De allí me fui a la portería. La mujer del conserje frunció el ceño e insistió en que «anoche, Kristian no llegó a casa hasta las nueve». Su letra lo dejaba claro, y además había apuntado el nombre de los inquilinos en el orden en el que habían llegado a casa.
—Si Kristian hubiera llegado antes que Darrell Williams y Konrad Jensen, sería un poco raro que lo hubiese anotado una línea más abajo —explicó la esposa del conserje.

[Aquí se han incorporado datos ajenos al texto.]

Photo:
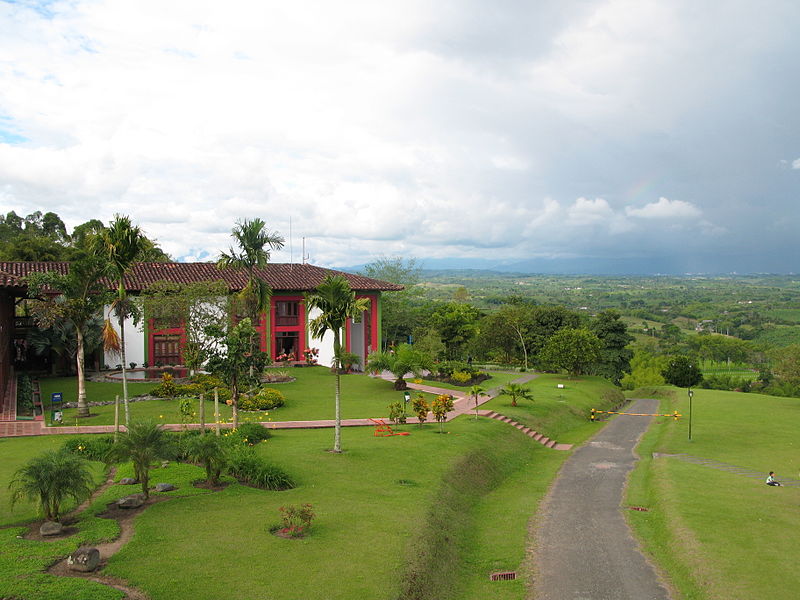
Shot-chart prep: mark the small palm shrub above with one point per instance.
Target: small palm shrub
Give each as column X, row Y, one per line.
column 51, row 478
column 264, row 399
column 91, row 447
column 246, row 466
column 252, row 433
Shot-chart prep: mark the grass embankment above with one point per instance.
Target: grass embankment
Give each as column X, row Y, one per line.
column 308, row 398
column 717, row 534
column 377, row 505
column 559, row 413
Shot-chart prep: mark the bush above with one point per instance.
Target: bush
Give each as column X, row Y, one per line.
column 92, row 447
column 245, row 465
column 264, row 399
column 167, row 388
column 397, row 413
column 252, row 433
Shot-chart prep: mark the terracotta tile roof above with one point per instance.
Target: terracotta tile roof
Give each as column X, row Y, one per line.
column 279, row 276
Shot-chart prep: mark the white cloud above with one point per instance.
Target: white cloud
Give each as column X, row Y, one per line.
column 665, row 209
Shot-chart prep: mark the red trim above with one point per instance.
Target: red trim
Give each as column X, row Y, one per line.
column 152, row 332
column 300, row 328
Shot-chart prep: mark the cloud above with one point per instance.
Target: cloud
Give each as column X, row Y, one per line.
column 665, row 209
column 424, row 129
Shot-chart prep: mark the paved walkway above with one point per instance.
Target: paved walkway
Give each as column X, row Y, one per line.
column 585, row 549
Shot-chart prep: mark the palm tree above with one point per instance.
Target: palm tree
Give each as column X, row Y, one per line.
column 405, row 359
column 143, row 443
column 337, row 303
column 474, row 392
column 121, row 244
column 254, row 241
column 208, row 451
column 50, row 478
column 516, row 392
column 80, row 296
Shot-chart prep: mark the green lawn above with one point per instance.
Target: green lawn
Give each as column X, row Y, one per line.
column 379, row 509
column 310, row 397
column 720, row 535
column 560, row 414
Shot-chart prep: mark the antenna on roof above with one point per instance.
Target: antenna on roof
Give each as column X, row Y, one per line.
column 291, row 251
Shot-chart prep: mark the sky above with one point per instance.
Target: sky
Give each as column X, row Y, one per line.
column 636, row 135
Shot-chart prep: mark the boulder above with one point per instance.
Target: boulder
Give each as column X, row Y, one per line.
column 51, row 528
column 132, row 501
column 84, row 560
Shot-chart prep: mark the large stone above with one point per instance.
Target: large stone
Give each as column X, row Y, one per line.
column 132, row 501
column 51, row 528
column 84, row 559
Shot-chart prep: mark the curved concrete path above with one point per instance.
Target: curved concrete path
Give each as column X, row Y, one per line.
column 584, row 547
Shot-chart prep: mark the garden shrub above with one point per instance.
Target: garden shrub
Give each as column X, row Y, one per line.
column 92, row 447
column 397, row 413
column 246, row 466
column 167, row 388
column 264, row 399
column 252, row 433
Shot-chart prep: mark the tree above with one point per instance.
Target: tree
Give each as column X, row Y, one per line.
column 233, row 361
column 457, row 324
column 336, row 303
column 475, row 391
column 80, row 295
column 254, row 243
column 682, row 371
column 614, row 358
column 121, row 244
column 143, row 443
column 516, row 391
column 441, row 405
column 207, row 450
column 51, row 478
column 401, row 311
column 200, row 306
column 573, row 350
column 404, row 359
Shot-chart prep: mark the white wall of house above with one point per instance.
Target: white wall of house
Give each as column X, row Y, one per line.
column 325, row 344
column 134, row 341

No tuve más remedio que reconocer que tenía sentido. Además, la esposa del conserje había anotado el recado telefónico que mencionó Lund, con arreglo al cual su esposo le decía que llegaría a eso de las nueve.
Cuando vi la lista de la esposa del conserje, tan prolija y ordenada, me resultó difícil de imaginar que pudiera equivocarse. Pero también me pareció verosímil que Darrell Williams asegurara tanto haber visto a Kristian Lund como haberlo saludado en el portal una hora antes. Por eso tampoco taché a los Lund de mi lista de sospechosos.
5
Lo que me esperaba en el bajo izquierda fue algo más dramático. Konrad Jensen era un hombre de mediana edad y baja estatura que llevaba un jersey rojo y pantalones azules de gabardina. Me confirmó que trabajaba como taxista y me presentó los papeles que demostraban que era el dueño de un viejo Peugeot con un letrero de taxi que estaba aparcado junto a la acera. Konrad Jensen declaró que vivía en ese piso desde 1948, que era soltero, no tenía hijos y que, por lo tanto, había vivido solo durante toda su vida adulta.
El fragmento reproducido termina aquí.